Topology-Aware Grid-Enabled HelloWorld

The goal of this tutorial is to explain how to write a basic topology-aware MPI application. This application is a multi-level hierarchical topology-aware token circulation. It is topology-aware in a sense that communications are organized with respect to the underlying physical topology. It is hierarchical in a sense that processes are organized into a hierarchy of communicators.

This application is intended to be run using the grid-enabled MPI library QCG-OMPI. It is using specific run-time flags to obtain non-standard information, namely, the topology the application is being executed on.

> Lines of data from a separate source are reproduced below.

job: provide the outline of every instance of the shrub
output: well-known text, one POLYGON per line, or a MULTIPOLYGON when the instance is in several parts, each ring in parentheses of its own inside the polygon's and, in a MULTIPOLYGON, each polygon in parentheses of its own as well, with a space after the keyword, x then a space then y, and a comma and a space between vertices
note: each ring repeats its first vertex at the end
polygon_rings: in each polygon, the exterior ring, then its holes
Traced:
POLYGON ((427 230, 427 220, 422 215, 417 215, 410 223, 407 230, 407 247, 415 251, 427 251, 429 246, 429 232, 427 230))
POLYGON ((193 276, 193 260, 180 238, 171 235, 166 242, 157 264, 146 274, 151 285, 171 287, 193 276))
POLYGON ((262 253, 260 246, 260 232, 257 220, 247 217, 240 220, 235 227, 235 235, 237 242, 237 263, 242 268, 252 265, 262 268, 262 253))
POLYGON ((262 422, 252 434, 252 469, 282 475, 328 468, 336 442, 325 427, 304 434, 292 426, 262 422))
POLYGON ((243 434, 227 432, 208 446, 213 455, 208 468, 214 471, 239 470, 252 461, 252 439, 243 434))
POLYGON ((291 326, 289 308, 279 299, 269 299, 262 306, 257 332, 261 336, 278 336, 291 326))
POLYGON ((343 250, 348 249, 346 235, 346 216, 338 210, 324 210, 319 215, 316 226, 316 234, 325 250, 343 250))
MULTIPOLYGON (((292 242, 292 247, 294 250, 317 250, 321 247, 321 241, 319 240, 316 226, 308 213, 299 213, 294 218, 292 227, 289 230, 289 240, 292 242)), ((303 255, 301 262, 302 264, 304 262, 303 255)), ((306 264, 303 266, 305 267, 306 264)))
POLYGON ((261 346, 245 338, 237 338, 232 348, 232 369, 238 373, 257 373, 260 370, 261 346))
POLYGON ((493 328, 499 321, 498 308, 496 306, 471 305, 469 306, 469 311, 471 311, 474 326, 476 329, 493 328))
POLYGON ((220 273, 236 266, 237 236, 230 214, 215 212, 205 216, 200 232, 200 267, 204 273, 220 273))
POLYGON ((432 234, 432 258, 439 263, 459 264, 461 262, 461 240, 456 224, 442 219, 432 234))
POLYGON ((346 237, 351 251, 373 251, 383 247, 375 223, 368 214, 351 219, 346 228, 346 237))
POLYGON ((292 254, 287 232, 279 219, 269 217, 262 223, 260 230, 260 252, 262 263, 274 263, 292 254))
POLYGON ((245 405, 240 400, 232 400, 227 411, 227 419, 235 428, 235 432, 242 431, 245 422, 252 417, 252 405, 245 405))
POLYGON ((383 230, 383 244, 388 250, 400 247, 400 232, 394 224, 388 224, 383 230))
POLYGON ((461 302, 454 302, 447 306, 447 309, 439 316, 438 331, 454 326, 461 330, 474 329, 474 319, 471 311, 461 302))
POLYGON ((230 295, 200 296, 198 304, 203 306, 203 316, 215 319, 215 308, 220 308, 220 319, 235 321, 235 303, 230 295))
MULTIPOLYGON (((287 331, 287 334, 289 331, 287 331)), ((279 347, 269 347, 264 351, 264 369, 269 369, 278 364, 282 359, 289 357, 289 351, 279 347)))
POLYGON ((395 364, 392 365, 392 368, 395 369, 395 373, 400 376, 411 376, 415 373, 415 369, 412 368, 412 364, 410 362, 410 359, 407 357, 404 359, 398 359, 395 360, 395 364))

The process initialization is done like in any MPI application:

MPI_Init( &argc, &argv );
err = MPI_Comm_rank( MPI_COMM_WORLD, &rank );
err |= MPI_Comm_size( MPI_COMM_WORLD, &size );
if( err != MPI_SUCCESS ){
    fprintf( stderr, "Initialization error\n" );
    MPI_Abort( MPI_COMM_WORLD, 1 );
    return EXIT_FAILURE;
}

Topology discovery is using the MPI_Attr_get routine with two QCG-OMPI-specific flags: QCG_TOPOLOGY_DEPTH and QCG_TOPOLOGY_COLORS.

The topology is represented using a table of colors. The number of levels accessible by processes is given in an array of depths. The depths are also used to allocate the memory to store the table of colors.

depths = (int *)malloc( size * sizeof( int ) );

if( MPI_Attr_get( MPI_COMM_WORLD,
                                QCG_TOPOLOGY_DEPTHS,
                                &depths,
                                &flag ) != MPI_SUCCESS ) {
    fprintf( stderr, "MPI_Attr_get(depths) failed, aborting\n" );
    MPI_Abort( MPI_COMM_WORLD, 1 );
    return EXIT_FAILURE;
}

colors = (int **)malloc( size * sizeof( int* ) );

for( i = 0 ; i < size ; i++ ) {
colors[i] = (int *)malloc( depths[i] * sizeof( int ) );
}

if ( MPI_Attr_get( MPI_COMM_WORLD,
                                 QCG_TOPOLOGY_COLORS,
                                &colors,
                                &flag ) != MPI_SUCCESS ) {
    fprintf( stderr, "MPI_Attr_get(colors) failed, aborting\n" );
    MPI_Abort( MPI_COMM_WORLD, 1 );
    return EXIT_FAILURE;
}

If you want to display the table of colors, you can add a few printf's to have this done by the ROOT process.

if( ROOT == rank ) {
    for( i = 0 ; i < size ; i++ ){
        fprintf( stdout, "%d\t", i );
    }
    fprintf( stdout, "\n" );
    for( i = 0 ; i < size ; i++ ){
        fprintf( stdout, "%d\t", colors[i][0] );
    }
    fprintf( stdout, "\n" );
    for( i = 0 ; i < size ; i++ ){
        fprintf( stdout, "%d\t", colors[i][1] );
    }
    fprintf( stdout, "\n" );
    for( i = 0 ; i < size ; i++ ){
        fprintf( stdout, "%d\t", colors[i][2] );
    }
    fprintf( stdout, "\n\n" );
}

Split the upper-level communicator (MPI_COMM_WORLD) into communicators for each cluster. For this, you will have to use the table of colors obtained by MPI_Attr_get. The first row is, by convention, representing the global communicator (MPI_COMM_WORLD), so you will use the second row.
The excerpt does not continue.